(CN) - The Ohio Supreme Court disbarred a former judge who was convicted of accepting bribes and who gave false testimony at his trial.
Steven Terry began to serve as a judge on the Cuyahoga County Court of Common Pleas in 2007.
Four years later, he was convicted of federal conspiracy and mail-fraud charges after he provided judicial favors in exchange for campaign contributions.
Terry was serving as a judge when a campaign supporter, former Cuyahoga County Auditor Frank Russo, convinced him to rule against a bank in a foreclosure action, according to court records.

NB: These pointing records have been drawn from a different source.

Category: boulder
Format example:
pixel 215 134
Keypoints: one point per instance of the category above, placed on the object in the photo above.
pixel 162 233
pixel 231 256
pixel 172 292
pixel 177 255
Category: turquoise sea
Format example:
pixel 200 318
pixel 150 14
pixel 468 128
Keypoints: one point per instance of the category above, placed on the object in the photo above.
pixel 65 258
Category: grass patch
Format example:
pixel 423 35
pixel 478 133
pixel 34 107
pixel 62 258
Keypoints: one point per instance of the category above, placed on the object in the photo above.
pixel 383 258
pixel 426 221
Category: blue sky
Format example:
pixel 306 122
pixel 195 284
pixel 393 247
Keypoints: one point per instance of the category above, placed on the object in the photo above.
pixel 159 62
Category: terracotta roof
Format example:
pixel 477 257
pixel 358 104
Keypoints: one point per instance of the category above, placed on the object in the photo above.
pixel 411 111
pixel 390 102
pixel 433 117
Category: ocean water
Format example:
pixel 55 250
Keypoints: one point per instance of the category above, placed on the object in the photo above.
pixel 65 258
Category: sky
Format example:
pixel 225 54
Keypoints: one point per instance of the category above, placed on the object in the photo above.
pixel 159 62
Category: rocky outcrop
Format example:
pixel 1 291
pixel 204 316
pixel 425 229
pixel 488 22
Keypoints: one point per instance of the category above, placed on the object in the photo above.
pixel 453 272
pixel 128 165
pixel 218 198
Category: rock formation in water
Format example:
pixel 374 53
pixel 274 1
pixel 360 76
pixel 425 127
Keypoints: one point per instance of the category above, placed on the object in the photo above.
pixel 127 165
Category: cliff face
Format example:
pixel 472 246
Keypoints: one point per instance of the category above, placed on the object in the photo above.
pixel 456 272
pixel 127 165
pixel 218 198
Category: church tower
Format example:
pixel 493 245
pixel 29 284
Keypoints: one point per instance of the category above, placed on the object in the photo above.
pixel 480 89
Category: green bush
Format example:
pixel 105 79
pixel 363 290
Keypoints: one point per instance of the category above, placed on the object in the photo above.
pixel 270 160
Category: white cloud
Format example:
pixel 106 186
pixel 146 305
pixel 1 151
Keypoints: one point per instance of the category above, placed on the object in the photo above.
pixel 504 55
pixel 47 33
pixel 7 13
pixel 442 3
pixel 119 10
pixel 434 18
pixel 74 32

Terry was sentenced to 63 months in prison, and a panel of the Board of Commissioners on Grievances and Discipline recommended his indefinite suspension from the practice of law.
Because the sentencing judge found that Terry had committed perjury during his criminal trial, the board also recommended Terry's disbarment.
The Ohio Supreme Court approved the recommendation in an unsigned Feb. 25 opinion, after comparing his case to that of Judge Bridget McCafferty, who was suspended for lying to the Federal Bureau of Investigation about her involvement with Russo and former Cuyahoga County Commissioner Jimmy Dimora.
"We find that Terry's actions and resulting criminal convictions are more egregious than those at issue in McCafferty," the ruling states, noting that McCafferty was not charged with misusing her judicial position. "In contrast, Terry was convicted of felony offenses arising from actions taken in his official capacity as a judge - including defrauding and depriving Cuyahoga County citizens and taxpayers of his honest services by soliciting and accepting payments and other things of value from Russo through the U.S. Mail in exchange for favorable judicial action."
Justice Judith Ann Lanzinger, in a concurring opinion, stated that Terry's conduct "has brought disrepute to and caused irreparable harm to the judicial system, and it calls for 'the full measure of our disciplinary authority.'"
Justice William O'Neill dissented, writing that he did not find a "meaningful difference" between the conduct of Terry and McCafferty, noting that Terry received "the functional equivalent of the death penalty for a lawyer."
O'Neill recommended indefinite suspension, which would have left the door open for Terry to apply for reinstatement.
"The prospects of that happening are no doubt slim, but I have trust in my colleagues to make the right decision at that time," O'Neill wrote. "I see no benefit to slamming shut that door at this time."